The latest employment figures coming out of the Department of Labor are a mixed bag of sorts.
According to a new report from the federal department, the unemployment rate rose to 5.7 percent from 5.6 percent as the United States economy added 257,000 in January, which has many economists saying the labor market started on a strong note in the New Year.
The biggest labor gains were seen in the sectors of construction, healthcare and retail. Surprisingly, all three levels of government slashed 10,000 jobs.
In addition, the jobs numbers for the months of November and December were revised upwards to a total of 423,000 and 329,000, respectively. Also, economists had projected job creation of 230,000 last month.
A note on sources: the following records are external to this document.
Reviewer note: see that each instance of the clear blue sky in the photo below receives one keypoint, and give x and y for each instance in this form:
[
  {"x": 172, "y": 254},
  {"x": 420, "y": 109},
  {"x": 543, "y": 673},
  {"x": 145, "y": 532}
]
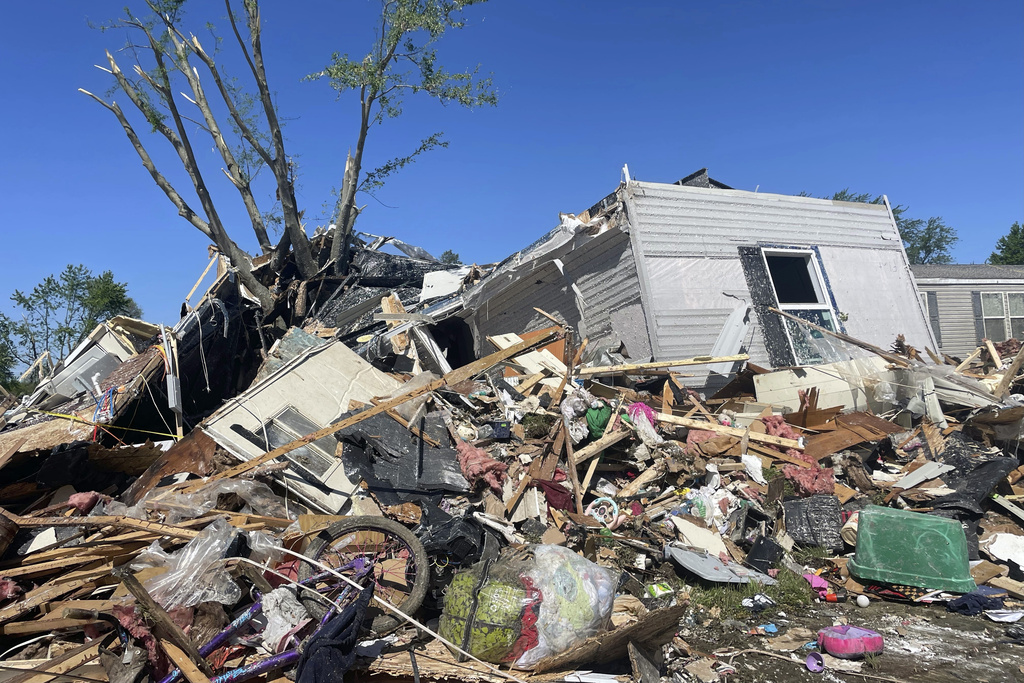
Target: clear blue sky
[{"x": 923, "y": 101}]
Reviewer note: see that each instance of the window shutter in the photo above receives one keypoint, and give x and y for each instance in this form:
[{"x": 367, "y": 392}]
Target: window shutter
[
  {"x": 933, "y": 316},
  {"x": 979, "y": 321}
]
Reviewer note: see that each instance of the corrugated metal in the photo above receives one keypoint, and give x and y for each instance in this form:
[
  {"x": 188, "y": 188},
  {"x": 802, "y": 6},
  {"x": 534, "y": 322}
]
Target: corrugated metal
[
  {"x": 956, "y": 312},
  {"x": 604, "y": 271},
  {"x": 675, "y": 220}
]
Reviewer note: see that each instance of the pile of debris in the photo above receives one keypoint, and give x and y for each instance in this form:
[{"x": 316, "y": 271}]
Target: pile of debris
[{"x": 542, "y": 506}]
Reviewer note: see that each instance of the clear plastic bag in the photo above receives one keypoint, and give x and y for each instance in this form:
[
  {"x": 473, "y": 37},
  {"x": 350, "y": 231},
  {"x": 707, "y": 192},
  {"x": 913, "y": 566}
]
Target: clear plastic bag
[
  {"x": 196, "y": 573},
  {"x": 527, "y": 605}
]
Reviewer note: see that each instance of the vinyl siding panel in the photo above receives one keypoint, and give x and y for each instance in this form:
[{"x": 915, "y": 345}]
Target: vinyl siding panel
[
  {"x": 674, "y": 220},
  {"x": 603, "y": 269},
  {"x": 956, "y": 310}
]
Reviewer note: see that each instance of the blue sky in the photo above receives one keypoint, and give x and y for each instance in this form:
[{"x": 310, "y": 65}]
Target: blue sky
[{"x": 923, "y": 101}]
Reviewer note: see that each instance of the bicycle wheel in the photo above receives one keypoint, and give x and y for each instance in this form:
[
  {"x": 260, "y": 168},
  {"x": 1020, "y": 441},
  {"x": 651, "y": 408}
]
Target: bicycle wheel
[{"x": 399, "y": 568}]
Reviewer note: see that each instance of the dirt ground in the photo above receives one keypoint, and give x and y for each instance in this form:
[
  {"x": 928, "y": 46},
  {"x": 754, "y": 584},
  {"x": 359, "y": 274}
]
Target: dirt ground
[{"x": 923, "y": 643}]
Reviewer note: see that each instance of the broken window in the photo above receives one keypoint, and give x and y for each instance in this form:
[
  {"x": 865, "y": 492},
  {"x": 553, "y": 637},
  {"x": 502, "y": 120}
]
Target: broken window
[
  {"x": 1003, "y": 314},
  {"x": 800, "y": 289},
  {"x": 313, "y": 460}
]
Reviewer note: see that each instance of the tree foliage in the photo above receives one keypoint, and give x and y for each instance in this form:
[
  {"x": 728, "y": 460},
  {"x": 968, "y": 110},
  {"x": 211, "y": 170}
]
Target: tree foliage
[
  {"x": 57, "y": 313},
  {"x": 926, "y": 241},
  {"x": 165, "y": 87},
  {"x": 402, "y": 60},
  {"x": 1010, "y": 248}
]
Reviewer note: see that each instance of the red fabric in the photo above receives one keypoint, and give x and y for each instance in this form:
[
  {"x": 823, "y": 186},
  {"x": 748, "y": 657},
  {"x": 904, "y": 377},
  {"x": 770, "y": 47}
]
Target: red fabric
[
  {"x": 528, "y": 636},
  {"x": 557, "y": 496},
  {"x": 478, "y": 466}
]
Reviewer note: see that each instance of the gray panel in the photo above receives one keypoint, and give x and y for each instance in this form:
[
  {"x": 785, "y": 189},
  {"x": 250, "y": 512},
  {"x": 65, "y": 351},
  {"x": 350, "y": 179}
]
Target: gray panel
[
  {"x": 979, "y": 321},
  {"x": 933, "y": 316},
  {"x": 694, "y": 221}
]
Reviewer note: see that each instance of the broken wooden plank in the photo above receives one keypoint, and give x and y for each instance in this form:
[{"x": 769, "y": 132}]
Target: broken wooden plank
[
  {"x": 169, "y": 633},
  {"x": 455, "y": 377},
  {"x": 992, "y": 353},
  {"x": 891, "y": 357},
  {"x": 639, "y": 368},
  {"x": 188, "y": 669},
  {"x": 730, "y": 431},
  {"x": 110, "y": 520},
  {"x": 1003, "y": 388},
  {"x": 598, "y": 446},
  {"x": 967, "y": 361}
]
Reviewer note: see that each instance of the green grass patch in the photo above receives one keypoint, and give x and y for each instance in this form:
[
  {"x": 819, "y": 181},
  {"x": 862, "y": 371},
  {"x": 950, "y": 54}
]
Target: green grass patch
[{"x": 791, "y": 592}]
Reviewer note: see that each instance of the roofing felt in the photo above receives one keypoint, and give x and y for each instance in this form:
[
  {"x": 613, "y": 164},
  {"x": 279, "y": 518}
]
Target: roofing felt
[{"x": 968, "y": 271}]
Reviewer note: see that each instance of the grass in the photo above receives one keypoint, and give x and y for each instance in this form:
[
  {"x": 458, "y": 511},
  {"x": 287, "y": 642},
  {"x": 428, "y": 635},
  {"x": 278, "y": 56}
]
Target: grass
[{"x": 792, "y": 591}]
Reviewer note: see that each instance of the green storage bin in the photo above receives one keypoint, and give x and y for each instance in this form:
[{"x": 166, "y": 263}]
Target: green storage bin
[{"x": 911, "y": 549}]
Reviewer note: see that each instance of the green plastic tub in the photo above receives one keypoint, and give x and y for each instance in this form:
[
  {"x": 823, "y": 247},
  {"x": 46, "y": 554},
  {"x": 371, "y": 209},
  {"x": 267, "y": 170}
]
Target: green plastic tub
[{"x": 911, "y": 549}]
Wages remain sluggish and a concern for both workers and officials. Wage growth rose just eight cents to a median $24.75 in January after declining in December. Wages have increased 2.2 percent over the past year. The average work week was unchanged at 34.6 hours.
Friday’s employment data is certainly positive news, particularly after a plethora of other economic figures were released Thursday highlighting that the U.S. trade gap widened, productivity fell in the fourth-quarter and weekly jobless claims were up.
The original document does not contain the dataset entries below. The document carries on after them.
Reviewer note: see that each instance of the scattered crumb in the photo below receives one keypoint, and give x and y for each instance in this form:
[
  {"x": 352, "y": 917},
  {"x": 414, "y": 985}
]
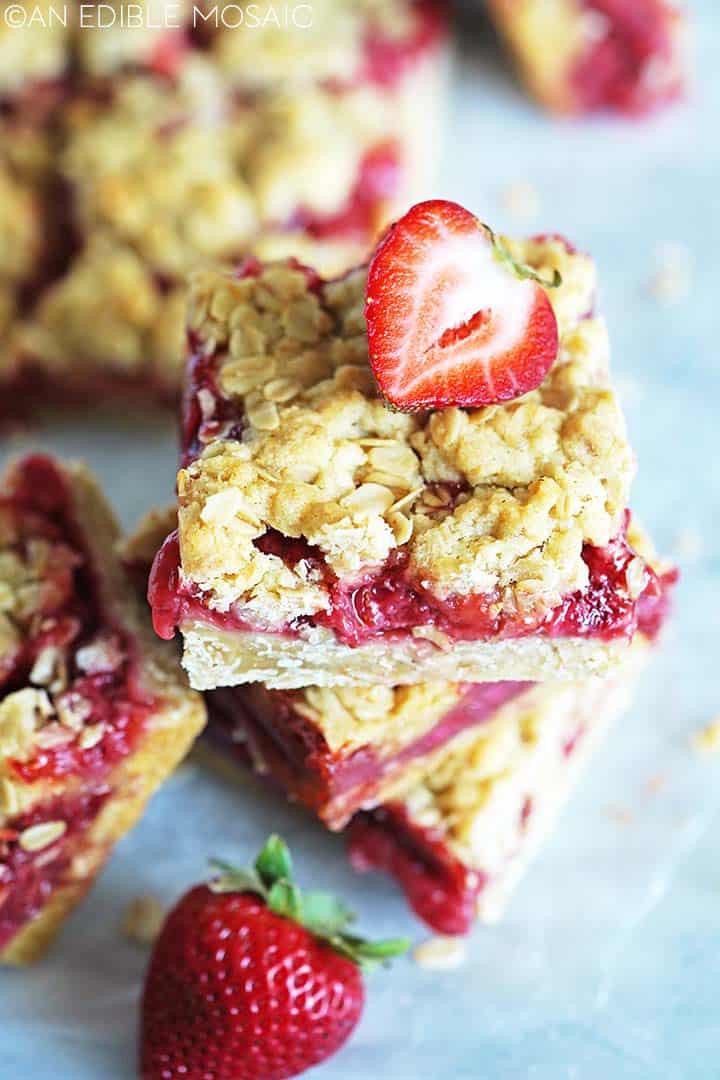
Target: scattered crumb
[
  {"x": 520, "y": 200},
  {"x": 143, "y": 920},
  {"x": 688, "y": 545},
  {"x": 440, "y": 954},
  {"x": 707, "y": 740},
  {"x": 655, "y": 784},
  {"x": 671, "y": 281},
  {"x": 621, "y": 815}
]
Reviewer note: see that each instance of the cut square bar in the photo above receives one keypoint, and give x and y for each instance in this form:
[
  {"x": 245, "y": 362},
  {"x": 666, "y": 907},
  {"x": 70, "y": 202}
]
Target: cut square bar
[
  {"x": 94, "y": 715},
  {"x": 324, "y": 539}
]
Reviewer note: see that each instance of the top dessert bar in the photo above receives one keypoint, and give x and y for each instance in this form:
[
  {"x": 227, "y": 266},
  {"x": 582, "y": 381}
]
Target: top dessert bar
[
  {"x": 586, "y": 55},
  {"x": 326, "y": 539}
]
However, the unemployment rate may be deceiving the American public, says Jim Clifton, chief executive officer and chairman of polling firm Gallup, who stirred up some controversy this week when he published a blog post questioning the way the federal government calculates the jobless rate.
Essentially, Clifton believes the 5.6 percent unemployment rate – now 5.7 percent – is misleading and a “big lie.”
“None of them will tell you this: If you, a family member or anyone is unemployed and has subsequently given up on finding a job — if you are so hopelessly out of work that you’ve stopped looking over the past four weeks — the Department of Labor doesn’t count you as unemployed,” said Clifton. “Right now, as many as 30 million Americans are either out of work or severely underemployed. Trust me, the vast majority of them aren’t throwing parties to toast ‘falling’ unemployment.”
According to Clifton, Americans who are severely underemployed – workers who want to work full-time but are working part-time – as well as the long-term, permanently and depressingly unemployed aren’t included in the unemployment statistics.
What is the real unemployment rate? Well, John Williams, the owner of Shadow Government Statistics, says it’s really in the late-teens or early-twenties if you calculate the way the government did throughout the Great Depression and up until the administration of Lyndon Baines Johnson.
Those who detest the way the DOL conducts the unemployment rate prefer to look at both the U-6 and the labor force participation rate. The former is defined as “total unemployed, plus all marginally attached workers plus total employed part time for economic reasons, as a percent of all civilian labor force plus all marginally attached workers” and the ladder is exactly that: the number of people participating in the labor market (this number is at a 37-year low).
The U-6 suggests joblessness increased in the past three months and is at 11.3 percent.